NONLINEAR VIBRATIONS OF COMPOSITE CANTILEVER PLATE IN SUBSONIC AIR FLOW

With the development of materials science, more and more new materials have been applied to engineering practice. Under the action of airflow excitation, the nonlinear dynamics of plate and shell structures with composite materials based on aerospace engineering is still a hot research topic. In this work, the nonlinear vibrations and responses of a laminated composite cantilever plate under subsonic air flow are investigated. According to the flow condition of ideal incompressible fluid and the Kutta--Joukowski lift theorem, the subsonic aerodynamic lift on the three-dimensional finite length flat wing is calculated by using the Vertex Lattice (VL) method, which is applied to the cantilever plate.
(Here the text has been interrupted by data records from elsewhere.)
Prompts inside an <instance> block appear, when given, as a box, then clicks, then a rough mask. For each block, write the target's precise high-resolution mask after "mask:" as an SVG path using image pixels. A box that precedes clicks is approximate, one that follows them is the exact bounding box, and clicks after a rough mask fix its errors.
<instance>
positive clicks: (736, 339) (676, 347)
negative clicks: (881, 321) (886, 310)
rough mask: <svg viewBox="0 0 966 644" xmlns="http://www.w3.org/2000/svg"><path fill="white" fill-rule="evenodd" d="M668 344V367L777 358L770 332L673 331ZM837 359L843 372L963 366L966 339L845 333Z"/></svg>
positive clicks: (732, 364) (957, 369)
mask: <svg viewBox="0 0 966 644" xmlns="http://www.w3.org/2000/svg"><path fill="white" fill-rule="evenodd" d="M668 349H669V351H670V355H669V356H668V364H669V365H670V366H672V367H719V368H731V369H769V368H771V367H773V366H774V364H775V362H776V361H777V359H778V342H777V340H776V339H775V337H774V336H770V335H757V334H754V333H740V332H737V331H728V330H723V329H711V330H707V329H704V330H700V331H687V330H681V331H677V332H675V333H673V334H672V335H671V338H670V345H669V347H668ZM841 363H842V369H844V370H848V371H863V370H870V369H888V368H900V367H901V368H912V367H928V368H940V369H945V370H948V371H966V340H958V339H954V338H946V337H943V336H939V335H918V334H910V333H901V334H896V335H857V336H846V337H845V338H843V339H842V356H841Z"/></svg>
The finite length flat wing is modeled as a laminated composite cantilever plate based on the Reddy's third-order shear deformation plate theory, moreover the von Karman geometry nonlinearity is introduced. The nonlinear partial differential governing equations of motion for the laminated composite cantilever plate subjected to the subsonic aerodynamic force are established via Hamilton's principle. The partial differential equations are separated into two nonlinear ordinary differential equations via Galerkin method. Through comparing the natural frequencies of the system with different material and geometry parameters, the 1:2 internal resonance is considered here using multiple scales method. Corresponding to several selected parameters, the frequency-response characteristics are obtained. The hardening-spring-type behaviors and jump phenomena are exhibited.